The second aspect concerns investment in dwellings. With interest rates so low it is very tempting to buy bricks and mortar either via a house or an apartment as an investment. With such low interest rates the gap between rental income and the cost of borrowing is narrowing. But there are important segments of the Sydney and Melbourne markets that have a serious cloud over them. This does not apply to all areas of Sydney and Melbourne or to other capital cities and regional areas.
In Sydney the Chinese and Asian investors buy around 80 per cent of the inner city apartments coming on the market and in Melbourne in the CBD the figure is even higher. In other words they completely dominate the market and their demand sets the price. There seems to be an almost insatiable Chinese/Asian demand for these apartments and they are being sold to ‘mum and dad’ Chinese residents by aggressive sales people. But there are cracks appearing in the market and in Sydney the price of apartments in the last few months has actually fallen. The fall has not been large but it is a long time since we have seen a decline in an important segment of the Sydney property market albeit small.
In Melbourne there is a considerable difference between what the Chinese and other Asian investors are paying for apartments from off the plan developments and those apartments that you buy from an existing owner. And so both in Sydney and Melbourne if recent Chinese investors want to sell they will incur a loss unless there is a rise in the Australian currency against the Chinese currency.
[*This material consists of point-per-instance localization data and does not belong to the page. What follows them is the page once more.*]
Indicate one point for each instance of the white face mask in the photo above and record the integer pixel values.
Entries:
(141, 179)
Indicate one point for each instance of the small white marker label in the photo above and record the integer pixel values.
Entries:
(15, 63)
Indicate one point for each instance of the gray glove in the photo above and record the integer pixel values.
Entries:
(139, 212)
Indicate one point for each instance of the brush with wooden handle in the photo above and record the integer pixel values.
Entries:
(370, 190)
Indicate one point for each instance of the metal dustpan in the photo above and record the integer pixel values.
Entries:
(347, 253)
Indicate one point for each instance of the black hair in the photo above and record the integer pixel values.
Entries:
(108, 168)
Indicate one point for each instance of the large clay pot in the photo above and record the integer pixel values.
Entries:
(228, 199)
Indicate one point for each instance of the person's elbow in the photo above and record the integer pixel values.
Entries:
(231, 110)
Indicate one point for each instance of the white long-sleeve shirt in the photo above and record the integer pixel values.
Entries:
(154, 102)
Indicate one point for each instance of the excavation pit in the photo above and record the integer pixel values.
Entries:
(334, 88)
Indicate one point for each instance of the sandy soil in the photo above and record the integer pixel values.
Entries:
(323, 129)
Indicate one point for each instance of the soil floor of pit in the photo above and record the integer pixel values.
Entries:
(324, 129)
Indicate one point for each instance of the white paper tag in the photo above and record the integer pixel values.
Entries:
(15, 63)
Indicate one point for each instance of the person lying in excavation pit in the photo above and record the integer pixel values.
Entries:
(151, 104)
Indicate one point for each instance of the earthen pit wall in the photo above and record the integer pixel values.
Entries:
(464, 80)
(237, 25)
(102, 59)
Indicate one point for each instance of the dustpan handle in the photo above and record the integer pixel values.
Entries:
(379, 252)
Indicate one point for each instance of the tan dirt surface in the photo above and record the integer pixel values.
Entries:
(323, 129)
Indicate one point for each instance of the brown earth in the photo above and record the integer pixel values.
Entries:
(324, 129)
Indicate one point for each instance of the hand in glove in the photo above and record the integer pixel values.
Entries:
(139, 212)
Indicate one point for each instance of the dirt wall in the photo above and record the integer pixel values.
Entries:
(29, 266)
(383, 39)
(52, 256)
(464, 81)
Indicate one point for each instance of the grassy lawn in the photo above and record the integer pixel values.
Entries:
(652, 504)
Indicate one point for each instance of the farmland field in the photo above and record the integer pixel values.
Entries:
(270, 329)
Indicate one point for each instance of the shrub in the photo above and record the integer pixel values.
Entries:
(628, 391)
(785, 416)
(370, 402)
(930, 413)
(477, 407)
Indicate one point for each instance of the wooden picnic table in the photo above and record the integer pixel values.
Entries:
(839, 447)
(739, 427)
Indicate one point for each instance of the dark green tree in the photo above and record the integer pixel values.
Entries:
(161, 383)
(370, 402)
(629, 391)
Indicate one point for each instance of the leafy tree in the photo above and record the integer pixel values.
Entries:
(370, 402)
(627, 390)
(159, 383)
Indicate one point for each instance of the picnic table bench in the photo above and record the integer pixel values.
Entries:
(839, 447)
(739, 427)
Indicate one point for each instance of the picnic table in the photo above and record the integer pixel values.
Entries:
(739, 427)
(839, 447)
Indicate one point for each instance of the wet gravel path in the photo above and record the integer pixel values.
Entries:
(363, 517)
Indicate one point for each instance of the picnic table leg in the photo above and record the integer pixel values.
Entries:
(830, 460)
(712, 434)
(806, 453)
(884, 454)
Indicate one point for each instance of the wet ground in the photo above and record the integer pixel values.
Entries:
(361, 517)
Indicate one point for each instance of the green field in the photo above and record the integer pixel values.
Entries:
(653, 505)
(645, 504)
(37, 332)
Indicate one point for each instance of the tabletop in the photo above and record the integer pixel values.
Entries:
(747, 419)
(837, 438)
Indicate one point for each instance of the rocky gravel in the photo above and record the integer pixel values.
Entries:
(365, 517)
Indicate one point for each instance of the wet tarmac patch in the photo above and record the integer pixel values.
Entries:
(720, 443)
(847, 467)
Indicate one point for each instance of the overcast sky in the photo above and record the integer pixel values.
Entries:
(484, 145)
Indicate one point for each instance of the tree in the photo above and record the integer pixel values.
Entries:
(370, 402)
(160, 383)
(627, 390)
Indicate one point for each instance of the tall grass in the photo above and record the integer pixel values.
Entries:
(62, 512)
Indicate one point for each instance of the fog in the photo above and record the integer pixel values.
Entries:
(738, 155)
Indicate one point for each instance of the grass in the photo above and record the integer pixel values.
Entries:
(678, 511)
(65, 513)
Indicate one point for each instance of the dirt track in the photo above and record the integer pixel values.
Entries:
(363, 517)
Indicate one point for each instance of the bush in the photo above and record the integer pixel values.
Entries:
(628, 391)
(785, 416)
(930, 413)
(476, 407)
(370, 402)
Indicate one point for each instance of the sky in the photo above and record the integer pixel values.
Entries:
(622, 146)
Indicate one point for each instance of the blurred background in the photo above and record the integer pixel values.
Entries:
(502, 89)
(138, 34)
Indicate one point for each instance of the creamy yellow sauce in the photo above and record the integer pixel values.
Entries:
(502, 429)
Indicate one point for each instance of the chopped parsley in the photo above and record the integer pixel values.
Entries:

Some of the biggest apartment developers in Sydney and Melbourne are telling me the combination of Tony Abbott’s planned attack on Chinese who are buying existing dwellings and the Victorian government’s extra taxes on those buying apartments being built is in danger of making the Chinese mum and dad investors (who are the vast majority of buyers) feel unwelcome.
And if that triggers even moderate selling then the Chinese will realise that these apartments at least in the short term can incur losses. It would not take much to trigger a volley of selling which will hit the market hard. And any fall in apartment prices will affect many suburban areas. And in suburban areas many overseas resident Chinese have bought existing houses and apartments via Australian Chinese citizens who effectively are a front. The law says this is illegal but the law has never been enforced. The Abbott Government is threatening to enforce the law after a grace period to November. It’s not known how many dwellings may need to be sold or whether the Chinese will gamble that their ‘front’ arrangements will not be exposed.
The Chinese have been enormous supporters of Sydney and Melbourne apartments and there is no tangible sign that they are about to change their approach.
But both the Victorian and national governments, in their attempt to win local political support, are playing a very dangerous game because apartment developments are the main stay of the Victorian economy and an important factor in New South Wales.
I am always reluctant to issue warnings about dwelling prices for Sydney and Melbourne because they seem to keep rising irrespective of any other market forces. But there is genuine concern among those in the apartment game because at this stage nobody knows how the Chinese will react to these two simultaneous blows. We have to hope that it does not trigger an avalanche of selling.
What we really want is a period of stability or a mild fall so as to allow Australians to get into the market. Any major fall will of course please those that do not own residences but it will stop development of new apartments and therefore kick out an important linchpin in the Victorian economy and to a lesser extent New South Wales. If you are buying a dwelling it probably makes sense to steer clear of those areas that are vulnerable to Chinese selling at least for the next two or three months until we know which way the Chinese will move. As always when you buy a rental property it makes a lot of sense to know who you can put into it as a tenant.